Itemizing Third-Party Scripts

If I want to see all the third-party requests included with a webpage, I have a few options (that I know of):

  • Look at the code in the <head> and before the </body> tags
  • Use a browser extension like Ghostery to see what’s being served
  • Utilize services like Calibre or SpeedCurve for in-depth analysis
  • Inspect the page—use developer tools (network & sources panel)
Sources tab
Chrome inspector sources tab at slack.com (arbitrarily chosen)

But if I want to itemize that information and make it portable (e.g., paste it into a spreadsheet for filtering or further analysis), the process is not as straightforward.

Save as HAR

From inside some browsers’ web inspectors (Chrome, Firefox, Edge), you can save a HAR (HTTP Archive format) file (further reading). Among other things, this captures all the requests a site is making. Note that HAR files can contain sensitive data, so save and share with care.

Saving a HAR file
Saving a HAR file from the Firefox network panel

So how do you open a HAR file? har.tech has a list of helpful tools. I gravitated towards Charles.

Charles is an HTTP proxy / HTTP monitor / Reverse Proxy that enables a developer to view all of the HTTP and SSL / HTTPS traffic between their machine and the Internet.

Viewing a HAR file
Viewing HAR file via Charles Proxy

You can learn a lot poking around the app. Unfortunately, I’ve yet to find a way to export or copy this info into text or a table. (Update)

This approach (and level of analysis) gives me a good perception upgrade for what’s happening in a browser when third-party scripts, iframes, etc. load with a webpage. Next, I’ll be taking chunks of this information for multiple sites and running some comparisons to see what scripts/services are most common.

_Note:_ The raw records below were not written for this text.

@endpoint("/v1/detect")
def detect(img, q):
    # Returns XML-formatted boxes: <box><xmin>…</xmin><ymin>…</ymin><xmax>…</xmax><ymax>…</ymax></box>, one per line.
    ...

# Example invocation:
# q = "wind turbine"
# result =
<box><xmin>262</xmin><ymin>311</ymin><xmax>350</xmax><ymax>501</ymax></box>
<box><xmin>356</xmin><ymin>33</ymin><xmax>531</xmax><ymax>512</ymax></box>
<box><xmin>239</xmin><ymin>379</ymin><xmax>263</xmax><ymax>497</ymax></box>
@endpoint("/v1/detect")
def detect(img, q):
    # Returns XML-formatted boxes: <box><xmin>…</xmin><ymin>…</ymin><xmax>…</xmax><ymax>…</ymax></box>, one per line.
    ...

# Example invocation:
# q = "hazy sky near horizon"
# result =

I’m figuring all this out as I go, so if you have advice or better ideas, let me know!

Update

My friend Matt Weinberg from Vector Media Group informed me that you can export a full session from Charles app as a CSV file (File->Export Session->CSV), which is ideal. He also pointed out that “a HAR file is just a JSON file with inlined content. So any tool that can parse JSON can do whatever you need to with a HAR.” Bingo. Thanks, Matt!